In the latest episode of the Queer Love Podcast, trans pioneer and gender outlaw Kate Bornstein speaks with host Jerry Portwood about the reissue of her book, Hello, Cruel World: 101+ Alternatives to Suicide for Teens, Freaks, and Other Outlaws. The second edition now includes 20 additional alternatives and Kate’s urgent new essay, “Hello, Cruel Gender.”
At the top of the pod, Kate addresses the hate messages coming from the Trump administration and beyond and what it means living a world when “cruelty is in power”:
“That's not gonna stop us. We are a culture; we aren't a bunch of disjoined bunch of people. I was fortunate to be in the position of a gardener and plant some seeds along with some other folks of my generation and they have been watered and we have entire garden now. And you can't mow that down!”
Kate also explains that she originally wrote and published Hello, Cruel World in 2006, before Obama was running for president, and things quickly became polarized the following year.
“What I didn't know when I was writing Hello, Cruel World was how to deal with a bully who said, ‘Don't cross this line. Once you cross this line, you're on the other side. You are other. That makes you bad. Other is evil.’
“And I didn't really address that as deeply as I wished I could have in the first edition. That's why the 20 new alternatives to suicide deal mostly with the idea of good and evil culture—which is what we've become.”

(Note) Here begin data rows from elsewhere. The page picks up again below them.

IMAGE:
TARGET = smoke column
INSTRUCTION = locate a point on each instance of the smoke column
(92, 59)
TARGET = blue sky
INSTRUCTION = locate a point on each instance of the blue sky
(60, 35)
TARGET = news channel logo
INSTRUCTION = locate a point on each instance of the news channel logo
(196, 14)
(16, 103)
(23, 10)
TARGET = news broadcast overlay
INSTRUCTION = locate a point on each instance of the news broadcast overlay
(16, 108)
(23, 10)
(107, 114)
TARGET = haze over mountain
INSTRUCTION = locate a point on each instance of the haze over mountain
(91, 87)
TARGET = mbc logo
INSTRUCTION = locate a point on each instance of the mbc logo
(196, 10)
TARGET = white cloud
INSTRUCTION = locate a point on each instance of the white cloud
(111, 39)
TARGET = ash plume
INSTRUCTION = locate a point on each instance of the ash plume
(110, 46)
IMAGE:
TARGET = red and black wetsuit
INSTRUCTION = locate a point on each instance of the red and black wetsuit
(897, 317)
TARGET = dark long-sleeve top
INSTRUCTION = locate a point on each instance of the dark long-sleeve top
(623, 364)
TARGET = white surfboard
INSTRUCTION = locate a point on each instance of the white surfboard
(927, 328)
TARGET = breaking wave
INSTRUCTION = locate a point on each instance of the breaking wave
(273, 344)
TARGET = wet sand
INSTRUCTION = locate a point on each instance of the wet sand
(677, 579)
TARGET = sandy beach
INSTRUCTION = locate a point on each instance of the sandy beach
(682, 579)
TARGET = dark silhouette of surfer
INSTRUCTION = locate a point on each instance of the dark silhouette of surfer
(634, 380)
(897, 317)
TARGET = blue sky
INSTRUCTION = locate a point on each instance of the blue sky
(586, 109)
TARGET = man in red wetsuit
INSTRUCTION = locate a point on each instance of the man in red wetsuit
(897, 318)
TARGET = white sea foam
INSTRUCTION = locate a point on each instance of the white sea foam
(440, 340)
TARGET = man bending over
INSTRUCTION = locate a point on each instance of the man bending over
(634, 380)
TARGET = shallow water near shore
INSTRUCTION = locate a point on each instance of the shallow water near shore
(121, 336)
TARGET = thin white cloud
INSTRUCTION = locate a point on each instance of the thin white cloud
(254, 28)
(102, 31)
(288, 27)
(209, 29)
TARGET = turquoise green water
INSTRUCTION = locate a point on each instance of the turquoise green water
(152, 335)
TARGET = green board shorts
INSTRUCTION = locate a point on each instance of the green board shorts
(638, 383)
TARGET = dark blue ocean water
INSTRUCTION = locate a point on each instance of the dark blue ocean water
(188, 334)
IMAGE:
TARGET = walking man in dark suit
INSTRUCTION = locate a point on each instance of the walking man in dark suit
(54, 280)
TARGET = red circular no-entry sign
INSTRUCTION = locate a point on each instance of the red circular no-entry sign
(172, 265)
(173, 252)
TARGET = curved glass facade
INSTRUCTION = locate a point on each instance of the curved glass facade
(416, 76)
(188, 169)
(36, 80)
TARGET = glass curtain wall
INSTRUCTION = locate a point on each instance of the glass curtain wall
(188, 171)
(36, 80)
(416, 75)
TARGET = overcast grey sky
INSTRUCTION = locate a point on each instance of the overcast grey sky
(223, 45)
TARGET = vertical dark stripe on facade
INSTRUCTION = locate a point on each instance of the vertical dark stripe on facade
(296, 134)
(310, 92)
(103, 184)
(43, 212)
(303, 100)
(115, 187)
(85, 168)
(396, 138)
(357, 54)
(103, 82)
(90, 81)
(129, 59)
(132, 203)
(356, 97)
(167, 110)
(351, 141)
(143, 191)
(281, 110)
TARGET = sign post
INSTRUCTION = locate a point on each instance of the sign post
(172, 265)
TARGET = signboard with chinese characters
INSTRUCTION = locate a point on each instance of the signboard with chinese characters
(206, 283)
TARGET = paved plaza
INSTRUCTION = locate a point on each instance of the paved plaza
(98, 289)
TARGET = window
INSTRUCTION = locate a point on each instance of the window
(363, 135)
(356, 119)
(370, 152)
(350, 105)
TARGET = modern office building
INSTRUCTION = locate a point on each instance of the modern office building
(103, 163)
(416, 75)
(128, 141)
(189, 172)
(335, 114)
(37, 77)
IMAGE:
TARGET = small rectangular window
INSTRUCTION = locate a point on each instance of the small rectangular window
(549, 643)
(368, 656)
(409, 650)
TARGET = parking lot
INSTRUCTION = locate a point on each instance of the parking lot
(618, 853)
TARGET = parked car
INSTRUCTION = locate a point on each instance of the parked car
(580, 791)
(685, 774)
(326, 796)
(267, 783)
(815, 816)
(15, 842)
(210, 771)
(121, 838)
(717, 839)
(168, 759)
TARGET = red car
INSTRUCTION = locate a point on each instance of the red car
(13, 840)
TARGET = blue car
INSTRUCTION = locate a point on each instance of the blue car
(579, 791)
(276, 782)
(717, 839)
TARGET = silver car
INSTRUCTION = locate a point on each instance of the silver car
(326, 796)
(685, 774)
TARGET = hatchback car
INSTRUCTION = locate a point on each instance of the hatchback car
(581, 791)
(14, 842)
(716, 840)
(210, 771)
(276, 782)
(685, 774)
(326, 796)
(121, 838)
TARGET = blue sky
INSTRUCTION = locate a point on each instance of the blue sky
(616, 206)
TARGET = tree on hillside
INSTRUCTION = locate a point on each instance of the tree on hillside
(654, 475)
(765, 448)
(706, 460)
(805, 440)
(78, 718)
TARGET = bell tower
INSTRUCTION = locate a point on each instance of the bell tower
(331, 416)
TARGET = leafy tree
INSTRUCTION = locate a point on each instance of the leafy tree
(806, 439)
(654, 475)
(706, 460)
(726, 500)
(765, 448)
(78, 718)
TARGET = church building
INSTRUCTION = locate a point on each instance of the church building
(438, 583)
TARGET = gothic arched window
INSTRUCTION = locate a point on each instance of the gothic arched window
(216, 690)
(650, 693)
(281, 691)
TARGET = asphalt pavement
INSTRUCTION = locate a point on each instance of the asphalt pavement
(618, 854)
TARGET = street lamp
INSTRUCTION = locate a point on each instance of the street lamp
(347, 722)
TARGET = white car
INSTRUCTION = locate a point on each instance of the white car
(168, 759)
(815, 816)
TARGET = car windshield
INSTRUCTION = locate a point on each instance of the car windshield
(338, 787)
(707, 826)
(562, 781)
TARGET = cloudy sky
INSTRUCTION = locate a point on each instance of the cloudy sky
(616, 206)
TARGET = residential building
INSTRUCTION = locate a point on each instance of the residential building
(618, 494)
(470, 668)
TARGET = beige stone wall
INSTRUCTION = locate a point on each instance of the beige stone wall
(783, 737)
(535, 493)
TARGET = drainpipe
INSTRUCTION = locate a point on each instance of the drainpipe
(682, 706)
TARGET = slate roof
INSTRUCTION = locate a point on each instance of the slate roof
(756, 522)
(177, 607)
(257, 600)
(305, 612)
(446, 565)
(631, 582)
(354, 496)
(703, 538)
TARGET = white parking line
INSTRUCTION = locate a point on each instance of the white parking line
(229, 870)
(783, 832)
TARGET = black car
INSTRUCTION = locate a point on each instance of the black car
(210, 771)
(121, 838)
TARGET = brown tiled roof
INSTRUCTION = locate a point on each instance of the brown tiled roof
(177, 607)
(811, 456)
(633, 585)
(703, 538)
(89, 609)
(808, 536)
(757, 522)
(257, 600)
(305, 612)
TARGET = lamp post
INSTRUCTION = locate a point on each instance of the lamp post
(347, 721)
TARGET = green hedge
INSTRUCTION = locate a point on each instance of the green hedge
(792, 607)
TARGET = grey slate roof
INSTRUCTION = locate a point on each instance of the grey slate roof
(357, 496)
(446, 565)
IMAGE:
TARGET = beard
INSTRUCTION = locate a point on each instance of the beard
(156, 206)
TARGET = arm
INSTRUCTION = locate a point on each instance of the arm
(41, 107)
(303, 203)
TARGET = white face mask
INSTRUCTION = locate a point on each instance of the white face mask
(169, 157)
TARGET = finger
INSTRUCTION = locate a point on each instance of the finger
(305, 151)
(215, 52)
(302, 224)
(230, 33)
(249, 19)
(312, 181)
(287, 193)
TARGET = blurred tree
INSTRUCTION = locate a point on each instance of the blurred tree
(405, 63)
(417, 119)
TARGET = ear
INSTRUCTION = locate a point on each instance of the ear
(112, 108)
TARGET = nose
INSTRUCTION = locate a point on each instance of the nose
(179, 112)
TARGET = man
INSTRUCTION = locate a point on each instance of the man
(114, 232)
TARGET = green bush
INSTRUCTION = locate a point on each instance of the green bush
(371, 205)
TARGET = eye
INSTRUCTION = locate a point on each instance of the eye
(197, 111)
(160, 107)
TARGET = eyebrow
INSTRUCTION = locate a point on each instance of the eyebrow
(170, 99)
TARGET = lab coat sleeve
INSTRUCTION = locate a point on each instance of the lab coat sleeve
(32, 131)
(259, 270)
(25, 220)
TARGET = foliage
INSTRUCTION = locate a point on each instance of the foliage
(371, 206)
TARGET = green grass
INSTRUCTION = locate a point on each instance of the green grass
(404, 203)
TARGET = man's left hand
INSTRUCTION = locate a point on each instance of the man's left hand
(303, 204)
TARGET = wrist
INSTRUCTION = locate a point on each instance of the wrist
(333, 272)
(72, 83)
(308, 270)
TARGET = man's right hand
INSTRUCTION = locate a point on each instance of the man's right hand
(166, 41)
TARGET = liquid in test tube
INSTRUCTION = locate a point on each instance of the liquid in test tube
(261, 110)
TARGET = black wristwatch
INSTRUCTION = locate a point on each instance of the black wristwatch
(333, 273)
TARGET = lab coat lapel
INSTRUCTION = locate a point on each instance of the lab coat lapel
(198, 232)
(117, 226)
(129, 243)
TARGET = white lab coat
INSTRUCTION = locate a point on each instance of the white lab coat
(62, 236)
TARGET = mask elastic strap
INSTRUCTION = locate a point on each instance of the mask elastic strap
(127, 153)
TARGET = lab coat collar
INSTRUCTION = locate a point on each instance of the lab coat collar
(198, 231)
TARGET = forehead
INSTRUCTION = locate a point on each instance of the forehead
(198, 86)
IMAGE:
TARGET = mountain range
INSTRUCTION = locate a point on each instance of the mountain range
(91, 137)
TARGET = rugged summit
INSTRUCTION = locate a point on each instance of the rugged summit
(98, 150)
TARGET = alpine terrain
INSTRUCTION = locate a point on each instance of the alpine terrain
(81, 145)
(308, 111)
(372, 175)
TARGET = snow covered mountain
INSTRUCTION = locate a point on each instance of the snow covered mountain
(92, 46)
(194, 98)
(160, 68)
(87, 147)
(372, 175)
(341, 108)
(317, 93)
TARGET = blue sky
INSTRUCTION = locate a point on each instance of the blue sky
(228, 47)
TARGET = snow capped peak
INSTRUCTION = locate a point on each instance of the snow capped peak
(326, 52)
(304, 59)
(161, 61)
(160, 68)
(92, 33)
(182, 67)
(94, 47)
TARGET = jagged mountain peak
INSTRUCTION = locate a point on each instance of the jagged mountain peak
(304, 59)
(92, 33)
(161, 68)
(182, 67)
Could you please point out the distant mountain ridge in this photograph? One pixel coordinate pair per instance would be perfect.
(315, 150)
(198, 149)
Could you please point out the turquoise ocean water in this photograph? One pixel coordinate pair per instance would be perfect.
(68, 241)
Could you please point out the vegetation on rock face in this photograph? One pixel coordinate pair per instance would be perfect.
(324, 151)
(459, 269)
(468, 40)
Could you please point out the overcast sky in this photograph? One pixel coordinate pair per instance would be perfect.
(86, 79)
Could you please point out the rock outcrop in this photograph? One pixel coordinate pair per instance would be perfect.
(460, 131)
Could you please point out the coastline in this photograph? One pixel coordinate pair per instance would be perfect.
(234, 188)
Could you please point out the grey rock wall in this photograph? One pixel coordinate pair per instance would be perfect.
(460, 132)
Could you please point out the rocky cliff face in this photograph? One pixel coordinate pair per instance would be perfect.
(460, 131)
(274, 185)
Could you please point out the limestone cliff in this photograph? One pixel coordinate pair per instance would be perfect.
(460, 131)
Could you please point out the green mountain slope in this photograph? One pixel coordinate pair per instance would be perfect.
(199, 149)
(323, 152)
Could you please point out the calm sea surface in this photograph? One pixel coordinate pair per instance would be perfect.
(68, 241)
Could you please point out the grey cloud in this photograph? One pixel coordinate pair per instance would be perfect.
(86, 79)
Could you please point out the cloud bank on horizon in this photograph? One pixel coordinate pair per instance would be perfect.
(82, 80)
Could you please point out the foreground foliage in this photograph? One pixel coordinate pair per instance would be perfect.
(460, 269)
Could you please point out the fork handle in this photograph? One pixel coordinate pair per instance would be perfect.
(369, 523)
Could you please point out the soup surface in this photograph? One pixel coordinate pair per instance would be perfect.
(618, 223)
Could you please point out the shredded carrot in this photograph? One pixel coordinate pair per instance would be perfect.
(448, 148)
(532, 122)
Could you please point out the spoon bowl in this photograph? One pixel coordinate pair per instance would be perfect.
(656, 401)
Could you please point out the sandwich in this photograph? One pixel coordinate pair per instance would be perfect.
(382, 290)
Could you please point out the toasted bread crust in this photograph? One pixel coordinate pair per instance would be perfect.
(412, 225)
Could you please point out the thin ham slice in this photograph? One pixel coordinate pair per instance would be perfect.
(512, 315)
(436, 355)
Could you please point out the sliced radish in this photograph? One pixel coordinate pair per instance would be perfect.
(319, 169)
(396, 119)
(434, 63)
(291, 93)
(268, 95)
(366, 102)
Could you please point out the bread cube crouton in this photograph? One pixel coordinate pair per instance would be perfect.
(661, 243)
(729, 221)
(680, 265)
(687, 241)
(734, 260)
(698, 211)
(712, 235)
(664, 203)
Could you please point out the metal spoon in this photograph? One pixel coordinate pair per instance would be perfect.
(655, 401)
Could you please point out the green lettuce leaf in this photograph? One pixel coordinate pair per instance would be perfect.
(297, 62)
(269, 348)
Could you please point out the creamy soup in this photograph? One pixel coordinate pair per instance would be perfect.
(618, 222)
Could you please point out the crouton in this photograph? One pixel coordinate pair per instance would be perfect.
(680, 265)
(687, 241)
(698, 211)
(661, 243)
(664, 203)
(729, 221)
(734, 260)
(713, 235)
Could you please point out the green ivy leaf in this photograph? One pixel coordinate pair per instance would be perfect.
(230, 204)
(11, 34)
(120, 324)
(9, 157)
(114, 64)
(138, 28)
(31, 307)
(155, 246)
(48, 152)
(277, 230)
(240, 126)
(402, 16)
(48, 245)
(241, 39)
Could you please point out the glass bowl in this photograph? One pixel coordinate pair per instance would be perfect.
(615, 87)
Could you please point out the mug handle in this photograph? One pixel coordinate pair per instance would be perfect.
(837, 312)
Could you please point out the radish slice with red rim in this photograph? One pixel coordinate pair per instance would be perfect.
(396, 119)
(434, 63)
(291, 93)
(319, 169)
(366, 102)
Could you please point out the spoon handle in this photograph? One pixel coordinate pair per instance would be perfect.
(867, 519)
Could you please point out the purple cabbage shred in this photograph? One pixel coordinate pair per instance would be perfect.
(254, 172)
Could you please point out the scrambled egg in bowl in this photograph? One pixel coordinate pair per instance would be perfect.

Listen in as Kate narrates one of the new “lessons” in the book: “Stay friends anyway.” Kate and Jerry also discuss how “stepping into the world of BDSM dykes” gave Kate’s writing a “rocket booster” when she was working on the Gender Workbook, her new theory of “gender in four dimensions” and how queer love is something not static. As she explains, “when you answer what is love, you've lost it. You know it when you embody it.”
Plus, find out what to expect in her queer romance novel, Nearly Roadkill, which is being reissued in September with an expanded narrative and a new, nonbinary character.